Makes about 6 servings

This hearty southern-style side dish has been a fan favorite on my pop-up menus for some time. It pairs well with barbecued meats, and it is great on its own over rice.

5 slices thick-cut bacon, sliced crosswise into 1” (2.5-cm) pieces, divided

1 large onion, diced

2 tbsp (20 g) minced garlic

1 (14.5-oz [429-ml]) can low-sodium chicken stock

2 (1-lb [455-g]) bags precut and washed collard greens

Kosher salt

Freshly ground black pepper

2 (15-oz [425-g]) cans red kidney beans, drained and rinsed

¼ tsp crushed red pepper flakes

Set up the EGG for 400°F (200°C) direct grilling. Fill your firebox with natural lump charcoal, and with the top and bottom vents wide open, light the fire and close the EGG. After about 10 minutes, close the bottom draft screen. When the temperature nears your 400°F (200°C) target temperature, partially close the bottom vent door and the top of the daisy wheel, leaving both vents 40 percent open. Make minor adjustments as necessary.
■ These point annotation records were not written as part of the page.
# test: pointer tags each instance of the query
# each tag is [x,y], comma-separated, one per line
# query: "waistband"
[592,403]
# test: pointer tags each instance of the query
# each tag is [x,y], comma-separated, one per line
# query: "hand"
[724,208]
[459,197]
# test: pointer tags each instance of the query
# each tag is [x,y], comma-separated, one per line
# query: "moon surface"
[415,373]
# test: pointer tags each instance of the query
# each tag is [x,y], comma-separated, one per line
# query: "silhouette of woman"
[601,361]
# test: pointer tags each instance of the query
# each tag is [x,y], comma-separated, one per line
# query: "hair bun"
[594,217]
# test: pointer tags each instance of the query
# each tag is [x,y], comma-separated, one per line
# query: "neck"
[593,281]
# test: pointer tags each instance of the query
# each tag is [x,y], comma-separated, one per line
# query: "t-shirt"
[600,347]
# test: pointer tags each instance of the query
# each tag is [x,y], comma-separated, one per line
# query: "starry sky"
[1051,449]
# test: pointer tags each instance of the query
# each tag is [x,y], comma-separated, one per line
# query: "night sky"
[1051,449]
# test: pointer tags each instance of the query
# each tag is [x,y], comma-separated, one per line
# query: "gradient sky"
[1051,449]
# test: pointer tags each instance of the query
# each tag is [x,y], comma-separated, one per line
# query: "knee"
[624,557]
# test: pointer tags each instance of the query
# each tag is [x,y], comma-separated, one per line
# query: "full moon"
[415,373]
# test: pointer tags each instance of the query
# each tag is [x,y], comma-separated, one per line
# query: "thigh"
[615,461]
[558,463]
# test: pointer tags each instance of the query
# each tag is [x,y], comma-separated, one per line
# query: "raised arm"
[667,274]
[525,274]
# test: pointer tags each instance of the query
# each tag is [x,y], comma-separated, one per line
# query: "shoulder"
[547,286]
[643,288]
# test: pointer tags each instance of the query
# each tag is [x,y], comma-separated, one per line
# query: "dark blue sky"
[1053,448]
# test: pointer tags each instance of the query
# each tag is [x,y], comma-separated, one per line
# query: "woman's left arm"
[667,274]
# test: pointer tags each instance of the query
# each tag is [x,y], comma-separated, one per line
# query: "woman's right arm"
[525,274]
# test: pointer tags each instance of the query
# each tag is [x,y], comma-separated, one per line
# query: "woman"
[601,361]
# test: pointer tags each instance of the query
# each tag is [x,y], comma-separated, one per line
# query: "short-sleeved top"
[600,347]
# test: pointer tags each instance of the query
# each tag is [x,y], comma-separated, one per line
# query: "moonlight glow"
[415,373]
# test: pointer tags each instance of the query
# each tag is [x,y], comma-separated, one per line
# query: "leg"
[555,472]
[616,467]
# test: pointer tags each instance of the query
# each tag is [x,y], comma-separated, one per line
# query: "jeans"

Heat a 6-quart (5.7-L) Dutch oven on the grill for about 20 minutes. Once the pan is hot, add one-quarter of the bacon and cook until it is browned and crisp, about 5 minutes. Transfer the bacon to a paper towel–lined plate and set aside. Add the remaining bacon to the pan and cook it just until it starts to render, about 2 minutes. Add the onion and continue to cook, stirring frequently, until it begins to soften, 3 to 4 minutes. Add the garlic to the pan and cook, stirring, until fragrant, about 1 minute. Stir in the stock, close the lid and bring to a simmer, about 5 minutes. Add the greens and season the mixture with salt and pepper to taste. Close the lid and continue to cook until the collards are tender, about 5 minutes. Stir in the beans and crushed red pepper flakes. Cook until the beans are heated through, about 5 minutes. Spoon the collards onto serving dishes and top with the reserved bacon.